The ongoing Canterbury earthquakes have impacted significantly over the last 18 months on the delivery of services including elective surgery. Utilising Ashburton Hospital’s theatre capacity has been one of many initiatives to ensure Canterbury people get their operations as early as possible and it also has helped the CDHB meet government health targets for elective surgery.
The CDHB is committed to increasing its elective services capacity – and will explore all options available.
2011/12 (year to date as at 31 Dec 2011)
Total elective surgical procedures undertaken
(NB this is for 6 month period only)
What sort of surgery is carried out in Ashburton?
Mainly general surgery and gynaecology and the majority (87%) is carried out as day surgery.
Who carries out the surgery at Ashburton Hospital?
Surgery is undertaken by a total of nine surgeons including seven visiting general surgeons and gynaecologists from Christchurch.
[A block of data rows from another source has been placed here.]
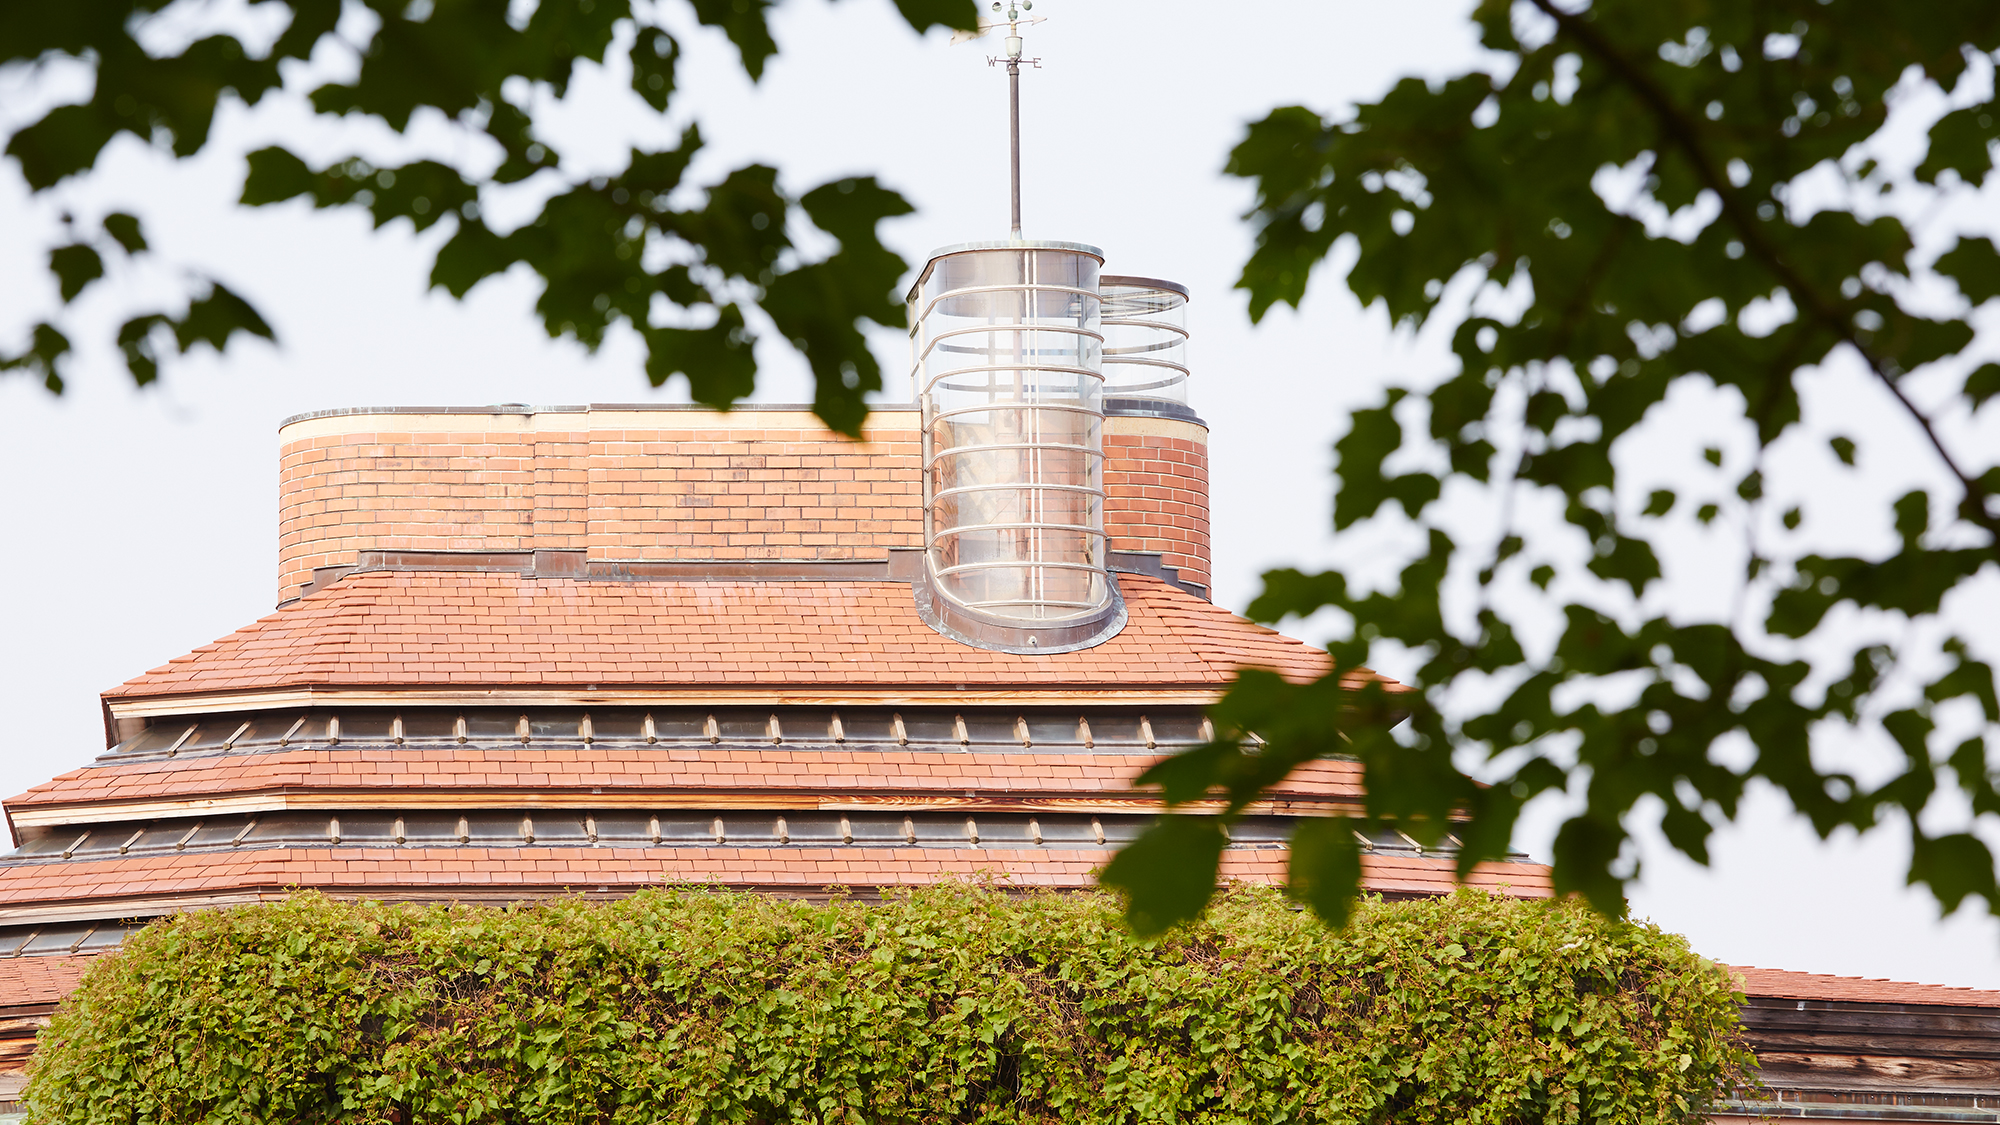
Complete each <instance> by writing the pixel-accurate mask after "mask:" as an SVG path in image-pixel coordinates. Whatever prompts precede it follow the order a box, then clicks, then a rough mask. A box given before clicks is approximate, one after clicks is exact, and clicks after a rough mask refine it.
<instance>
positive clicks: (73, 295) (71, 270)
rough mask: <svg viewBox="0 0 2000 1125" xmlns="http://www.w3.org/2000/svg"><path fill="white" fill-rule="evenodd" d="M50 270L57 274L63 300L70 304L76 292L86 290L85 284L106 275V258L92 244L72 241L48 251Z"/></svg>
mask: <svg viewBox="0 0 2000 1125" xmlns="http://www.w3.org/2000/svg"><path fill="white" fill-rule="evenodd" d="M48 270H50V272H52V274H56V280H58V282H60V290H62V302H64V304H68V302H72V300H76V294H80V292H84V286H88V284H90V282H94V280H98V278H102V276H104V258H100V256H98V252H96V250H92V248H90V246H84V244H82V242H72V244H68V246H56V248H54V250H50V252H48Z"/></svg>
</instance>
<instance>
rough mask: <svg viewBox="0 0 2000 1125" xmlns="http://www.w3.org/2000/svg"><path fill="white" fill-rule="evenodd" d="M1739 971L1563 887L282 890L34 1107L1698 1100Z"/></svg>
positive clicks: (1737, 1073) (951, 1106) (593, 1117)
mask: <svg viewBox="0 0 2000 1125" xmlns="http://www.w3.org/2000/svg"><path fill="white" fill-rule="evenodd" d="M1748 1065H1750V1055H1748V1053H1746V1051H1744V1047H1742V1041H1740V1037H1738V1027H1736V1001H1734V995H1732V987H1730V981H1728V979H1726V977H1724V975H1722V973H1720V971H1718V969H1716V967H1714V965H1712V963H1708V961H1702V959H1700V957H1696V955H1694V953H1690V951H1688V947H1686V943H1684V941H1682V939H1680V937H1674V935H1668V933H1662V931H1658V929H1654V927H1648V925H1630V923H1608V921H1604V919H1600V917H1596V915H1592V913H1590V911H1588V909H1582V907H1576V905H1538V903H1514V901H1506V899H1490V897H1486V895H1478V893H1470V891H1466V893H1460V895H1456V897H1452V899H1442V901H1422V903H1364V905H1362V907H1360V909H1358V913H1356V917H1354V921H1352V923H1350V927H1348V929H1346V931H1342V933H1332V931H1328V929H1324V927H1322V925H1320V923H1318V921H1314V919H1312V915H1302V913H1298V911H1294V909H1292V907H1290V905H1288V903H1286V901H1284V899H1280V897H1278V895H1274V893H1268V891H1234V893H1228V895H1224V897H1220V899H1218V905H1216V907H1214V909H1212V911H1210V915H1208V919H1206V921H1204V923H1202V925H1196V927H1184V929H1178V931H1174V933H1170V935H1168V937H1164V939H1160V941H1138V939H1134V937H1130V935H1128V931H1124V927H1122V925H1120V913H1118V903H1116V901H1112V899H1106V897H1098V895H1030V897H1012V895H1002V893H996V891H984V889H976V887H964V885H952V887H936V889H928V891H920V893H914V895H908V897H896V899H892V901H888V903H882V905H860V903H838V901H836V903H832V905H810V903H800V901H784V899H770V897H758V895H738V893H722V891H678V893H676V891H652V893H644V895H638V897H632V899H624V901H614V903H584V901H558V903H548V905H536V907H518V909H484V907H424V909H420V907H386V905H374V903H338V901H330V899H324V897H318V895H298V897H294V899H290V901H286V903H274V905H262V907H242V909H230V911H198V913H190V915H182V917H176V919H168V921H162V923H154V925H152V927H148V929H146V931H142V933H140V935H136V937H134V939H132V941H130V943H128V945H126V949H124V951H122V953H118V955H116V957H108V959H104V961H102V963H98V965H96V967H92V969H90V973H86V975H84V981H82V985H80V987H78V991H76V993H74V995H72V997H70V999H68V1003H64V1007H62V1009H60V1011H58V1013H56V1017H54V1023H52V1027H50V1029H48V1031H44V1033H42V1045H40V1051H38V1053H36V1059H34V1063H32V1069H30V1083H28V1093H26V1101H28V1105H30V1119H32V1121H38V1123H78V1125H80V1123H120V1125H124V1123H168V1121H230V1123H240V1121H284V1123H318V1121H328V1123H330V1121H342V1123H364V1121H400V1123H408V1125H418V1123H424V1125H428V1123H458V1125H462V1123H474V1121H478V1123H600V1121H604V1123H610V1121H616V1123H634V1125H654V1123H694V1121H702V1123H708V1121H746V1123H750V1121H754V1123H776V1121H828V1123H834V1121H838V1123H864V1121H868V1123H876V1121H880V1123H944V1121H954V1123H958V1121H1022V1123H1026V1121H1034V1123H1044V1121H1046V1123H1054V1121H1070V1123H1112V1121H1134V1123H1136V1121H1176V1123H1178V1121H1190V1123H1192V1121H1244V1123H1256V1125H1272V1123H1282V1121H1356V1123H1360V1121H1370V1123H1372V1121H1426V1123H1428V1121H1436V1123H1452V1125H1478V1123H1496V1125H1500V1123H1524V1121H1606V1123H1610V1121H1634V1123H1638V1121H1694V1119H1700V1117H1702V1113H1704V1109H1706V1105H1708V1103H1710V1099H1714V1097H1716V1093H1718V1091H1722V1089H1724V1087H1728V1085H1732V1083H1736V1081H1738V1079H1740V1077H1742V1075H1744V1073H1746V1067H1748Z"/></svg>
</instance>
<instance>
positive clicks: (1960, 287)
mask: <svg viewBox="0 0 2000 1125" xmlns="http://www.w3.org/2000/svg"><path fill="white" fill-rule="evenodd" d="M1932 268H1936V270H1938V272H1940V274H1944V276H1948V278H1952V280H1956V282H1958V292H1962V294H1966V300H1970V302H1972V304H1984V302H1988V300H1992V298H1996V296H2000V250H1994V242H1992V238H1960V240H1958V244H1956V246H1952V248H1950V250H1948V252H1944V254H1940V256H1938V262H1936V266H1932Z"/></svg>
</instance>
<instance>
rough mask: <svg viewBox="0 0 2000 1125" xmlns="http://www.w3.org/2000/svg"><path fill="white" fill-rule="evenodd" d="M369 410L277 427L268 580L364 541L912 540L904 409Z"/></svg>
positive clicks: (914, 486)
mask: <svg viewBox="0 0 2000 1125" xmlns="http://www.w3.org/2000/svg"><path fill="white" fill-rule="evenodd" d="M864 434H866V438H868V440H866V442H854V440H848V438H842V436H838V434H834V432H832V430H828V428H826V426H822V424H820V420H818V418H814V416H812V414H810V412H806V410H740V412H732V414H718V412H714V410H618V408H608V410H598V408H592V410H550V412H532V414H530V412H492V414H484V412H458V414H446V412H438V414H418V412H378V414H334V416H322V418H302V420H296V422H290V424H286V426H284V428H282V430H280V438H282V448H280V472H278V589H280V597H292V595H296V593H298V589H300V587H302V585H306V583H308V581H312V569H314V567H340V565H350V562H354V556H356V554H358V552H362V550H536V548H542V550H548V548H572V550H574V548H582V550H586V552H588V556H590V558H606V560H662V558H880V556H882V554H884V552H886V550H888V548H892V546H922V534H924V522H922V480H920V442H918V428H916V414H914V412H908V410H904V412H898V410H878V412H876V414H874V416H872V418H870V424H868V428H866V430H864Z"/></svg>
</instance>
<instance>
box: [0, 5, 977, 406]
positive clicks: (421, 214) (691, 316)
mask: <svg viewBox="0 0 2000 1125" xmlns="http://www.w3.org/2000/svg"><path fill="white" fill-rule="evenodd" d="M894 2H896V8H898V12H900V14H902V16H904V20H906V22H908V24H910V26H912V28H916V30H920V32H922V30H926V28H930V26H952V28H970V26H974V24H976V20H978V16H976V10H974V6H972V0H894ZM686 4H688V6H690V8H692V14H694V18H696V20H698V22H700V24H706V26H712V28H718V30H720V32H722V34H724V36H728V40H730V42H732V44H734V46H736V52H738V56H740V60H742V68H744V72H748V74H750V78H760V76H762V74H764V66H766V62H768V60H770V58H772V54H776V50H778V46H776V42H774V40H772V36H770V14H772V8H774V2H772V0H686ZM170 6H172V4H170V0H64V2H60V4H6V6H0V68H10V66H12V68H26V70H28V72H30V74H36V72H40V70H44V68H48V66H50V64H52V62H58V60H68V62H82V64H88V66H90V68H92V72H94V90H92V94H90V98H88V100H84V102H76V104H62V106H56V108H52V110H48V112H46V114H42V116H40V118H36V120H32V122H28V124H24V126H20V128H18V130H14V134H12V136H10V138H8V140H6V156H10V158H12V160H14V164H16V166H18V170H20V174H22V176H24V178H26V182H28V188H30V190H32V192H36V194H42V192H50V190H54V188H58V186H62V184H66V182H74V180H78V178H88V176H90V170H92V168H94V166H96V160H98V156H100V154H102V152H104V150H106V146H108V144H112V142H114V140H116V138H118V136H120V134H130V136H134V138H138V140H140V142H144V144H154V146H160V148H166V150H170V152H172V154H174V156H194V154H198V152H202V150H204V148H206V146H208V142H210V126H212V124H214V116H216V108H218V106H220V104H222V100H224V98H230V96H234V98H238V100H240V102H244V104H256V102H260V100H262V98H266V96H270V94H294V96H302V98H304V100H306V102H308V104H310V106H312V110H314V112H316V114H320V116H324V118H344V116H360V118H372V120H376V122H380V124H386V126H388V128H392V130H396V132H406V130H408V128H410V122H412V120H416V118H420V116H422V112H424V110H432V112H436V114H440V116H442V118H444V120H448V122H452V126H454V128H456V130H460V132H462V134H464V136H466V138H468V144H464V146H460V148H462V150H464V152H466V154H468V156H466V158H464V160H458V162H440V160H416V162H408V164H400V166H378V164H374V162H370V160H366V158H362V156H350V158H344V160H334V162H330V164H324V166H312V164H308V162H306V160H302V158H300V156H296V154H294V152H290V150H288V148H284V146H272V148H262V150H258V152H252V154H250V156H248V164H250V168H248V176H246V182H244V190H242V202H244V204H250V206H264V204H276V202H284V200H292V198H306V200H312V206H318V208H360V210H366V212H368V214H370V216H372V220H374V224H376V226H384V224H390V222H398V220H408V222H410V224H412V226H414V228H416V230H424V228H428V226H432V224H438V222H450V224H452V236H450V240H448V242H446V244H444V246H442V248H440V250H438V258H436V266H434V268H432V276H430V280H432V284H434V286H436V288H444V290H446V292H450V294H452V296H460V298H462V296H464V294H466V292H468V290H472V286H476V284H478V282H480V280H484V278H488V276H494V274H502V272H506V270H510V268H514V266H526V268H530V270H534V274H536V276H538V278H540V280H542V298H540V302H538V304H536V312H538V314H540V316H542V322H544V326H546V328H548V332H550V336H570V338H574V340H580V342H582V344H584V346H588V348H592V350H594V348H596V346H598V344H600V342H602V340H604V334H606V330H608V328H612V324H616V322H626V324H630V326H632V328H636V330H638V334H640V336H642V340H644V346H646V354H648V358H646V376H648V378H650V380H652V382H654V386H658V384H662V382H666V380H668V378H672V376H676V374H682V376H686V378H688V384H690V388H692V392H694V398H696V400H700V402H706V404H712V406H728V404H730V402H734V400H738V398H742V396H744V394H748V392H750V386H752V380H754V374H756V360H754V358H752V344H754V342H756V338H754V334H752V332H750V328H748V324H750V320H746V310H748V308H758V310H762V314H764V318H766V320H768V322H770V324H772V326H774V328H776V330H778V332H780V336H782V338H784V340H786V342H790V344H792V346H794V348H796V350H800V352H804V356H806V360H808V364H810V368H812V374H814V380H816V396H814V412H818V414H820V418H824V420H826V422H828V424H830V426H832V428H836V430H840V432H848V434H856V436H858V434H860V424H862V418H864V416H866V406H864V400H862V396H864V394H866V392H868V390H876V388H880V384H882V374H880V368H878V364H876V360H874V356H872V354H870V352H868V346H866V340H864V336H862V332H860V326H858V324H860V322H862V320H872V322H876V324H886V326H896V328H900V326H902V324H904V310H902V304H900V300H896V294H892V288H894V286H896V282H898V280H900V278H902V274H904V270H906V264H904V260H902V258H900V256H898V254H894V252H892V250H888V248H886V246H882V242H880V238H878V236H876V226H878V224H880V220H884V218H890V216H898V214H908V212H910V204H908V202H904V198H902V196H898V194H896V192H892V190H888V188H884V186H882V184H878V182H876V180H874V178H870V176H850V178H842V180H834V182H828V184H820V186H818V188H812V190H808V192H802V194H798V196H792V194H788V192H786V190H784V188H782V186H780V182H778V170H776V168H770V166H764V164H750V166H744V168H736V170H734V172H730V174H726V176H722V178H720V180H718V182H714V184H706V186H700V190H692V188H696V184H690V182H686V178H684V176H686V170H688V162H690V160H692V158H694V154H696V150H700V146H702V136H700V130H698V128H694V126H690V128H688V130H686V132H684V136H682V138H680V144H678V146H674V148H666V150H638V148H634V150H632V154H630V158H628V162H626V166H624V168H622V170H618V172H612V174H600V176H590V178H584V176H578V174H576V172H574V170H566V168H564V162H562V154H560V152H558V150H556V146H554V144H552V142H550V138H548V136H544V134H542V132H540V130H538V128H536V106H542V108H544V110H546V108H548V106H550V104H552V106H556V108H558V112H560V102H562V98H564V96H566V94H568V86H570V80H572V76H574V74H576V70H578V66H586V64H610V66H622V68H626V70H630V82H632V96H636V98H640V100H644V102H646V104H648V106H650V108H652V110H656V112H660V114H666V112H668V110H670V106H672V98H674V92H676V60H678V58H680V50H682V46H680V42H678V40H676V38H674V36H672V34H670V32H668V30H666V28H664V26H660V12H658V10H656V6H654V4H650V2H646V0H638V2H634V0H538V2H534V4H518V2H510V0H418V2H408V0H362V4H360V6H364V8H366V10H368V14H366V18H344V16H342V12H344V10H346V8H344V4H342V0H264V2H260V4H256V8H258V14H260V18H266V20H268V18H272V14H274V10H282V14H284V16H286V22H284V30H282V32H280V34H278V36H276V40H274V42H272V44H270V48H268V50H262V44H250V42H246V36H240V34H236V32H232V30H220V32H214V34H206V36H202V38H198V40H196V42H192V44H186V46H184V48H182V50H178V52H166V50H154V48H150V46H148V42H150V40H152V42H158V36H154V34H152V32H154V30H156V28H154V24H160V26H162V28H168V26H172V14H170V12H168V8H170ZM352 6H354V4H350V8H352ZM182 8H186V6H182ZM180 14H182V16H186V12H180ZM354 14H356V16H358V12H354ZM336 24H338V30H336ZM370 24H372V28H374V30H372V32H368V30H366V28H368V26H370ZM168 38H172V36H170V34H168ZM614 48H620V50H622V54H624V60H618V58H612V52H614ZM316 50H326V52H334V54H350V56H358V72H356V74H354V78H352V80H344V82H342V80H336V82H324V84H320V86H316V88H312V90H294V88H286V68H288V66H290V68H298V66H300V64H302V62H304V60H308V58H312V56H314V52H316ZM30 88H32V86H30ZM530 178H534V180H538V184H540V186H542V188H546V190H548V200H546V202H544V204H542V210H540V214H536V216H534V218H532V220H530V222H526V224H524V226H518V228H514V230H506V232H500V230H494V228H490V226H488V224H486V220H484V218H482V216H484V212H482V208H480V204H482V200H484V202H488V204H490V202H492V200H494V196H496V194H498V192H502V190H504V188H508V186H510V184H520V182H524V180H530ZM64 222H66V230H68V234H66V242H64V244H60V246H54V248H50V252H48V268H50V274H52V278H54V280H56V292H58V296H60V302H62V312H58V314H56V316H54V318H48V320H40V322H36V324H34V326H32V328H28V346H26V348H22V350H20V352H12V354H10V352H4V350H0V372H6V370H26V372H30V374H34V376H38V378H42V380H44V382H46V384H48V388H50V390H54V392H60V390H62V368H64V364H66V360H68V356H70V350H72V344H70V336H68V334H66V332H64V330H62V326H60V324H62V320H64V316H68V310H70V306H72V304H74V302H76V300H78V298H80V296H82V294H84V292H86V290H88V288H90V286H92V284H94V282H98V280H100V278H104V276H106V260H110V262H112V264H116V266H120V268H122V266H126V264H130V260H134V258H140V256H144V254H148V246H146V238H144V232H142V230H140V222H138V218H134V216H132V214H128V212H124V210H110V212H108V214H102V216H100V218H96V220H94V222H92V220H80V218H78V216H70V214H64ZM808 226H814V228H818V230H820V232H824V234H828V236H832V240H834V242H836V244H838V246H836V248H834V252H832V254H828V256H824V258H816V260H808V258H806V256H804V254H802V252H800V250H798V244H796V240H794V234H800V232H804V230H806V228H808ZM92 228H96V230H92ZM238 332H248V334H252V336H264V338H274V332H272V328H270V324H268V322H266V320H264V318H262V314H258V310H256V308H254V306H252V302H250V300H246V298H244V296H240V294H236V292H232V290H230V288H226V286H224V284H220V282H216V280H208V278H196V282H194V290H192V292H190V294H188V304H186V308H184V310H180V312H172V310H152V312H140V314H134V316H130V318H128V320H124V324H122V326H120V328H118V338H116V342H118V348H120V350H122V352H124V358H126V366H128V368H130V372H132V378H134V380H138V382H140V384H146V382H152V380H154V378H158V374H160V360H162V358H164V354H166V350H168V348H172V350H176V352H186V350H188V348H192V346H194V344H198V342H206V344H210V346H214V348H218V350H220V348H224V346H226V344H228V340H230V338H234V336H236V334H238Z"/></svg>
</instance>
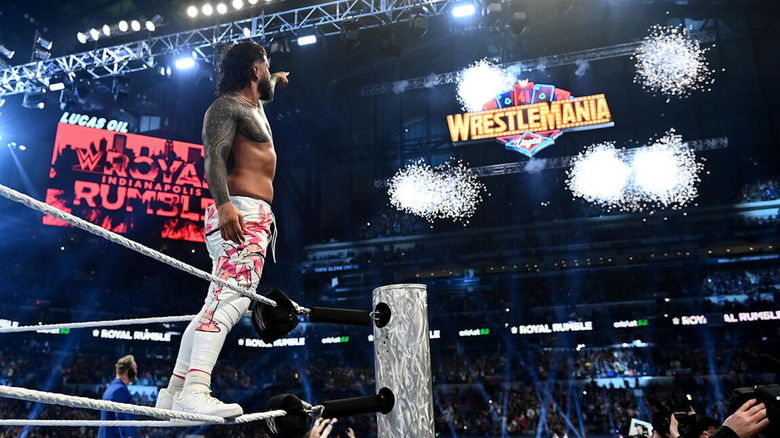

Where will services be relocated to?
In the short-term we will be exploring a range of options and once decisions are made these will be communicated to patients, staff and the public.
The long-term outlook will be discussed with the CDHB board in the wider context of CDHB’s overall facilities redevelopment and long-term service planning.
What will this closure mean for staff?
Will there be job losses?
No job losses are envisaged – however, some staff may be asked to work in different areas in the hospital or from different locations. Around 12-14 staff in a range of roles work in the theatre block.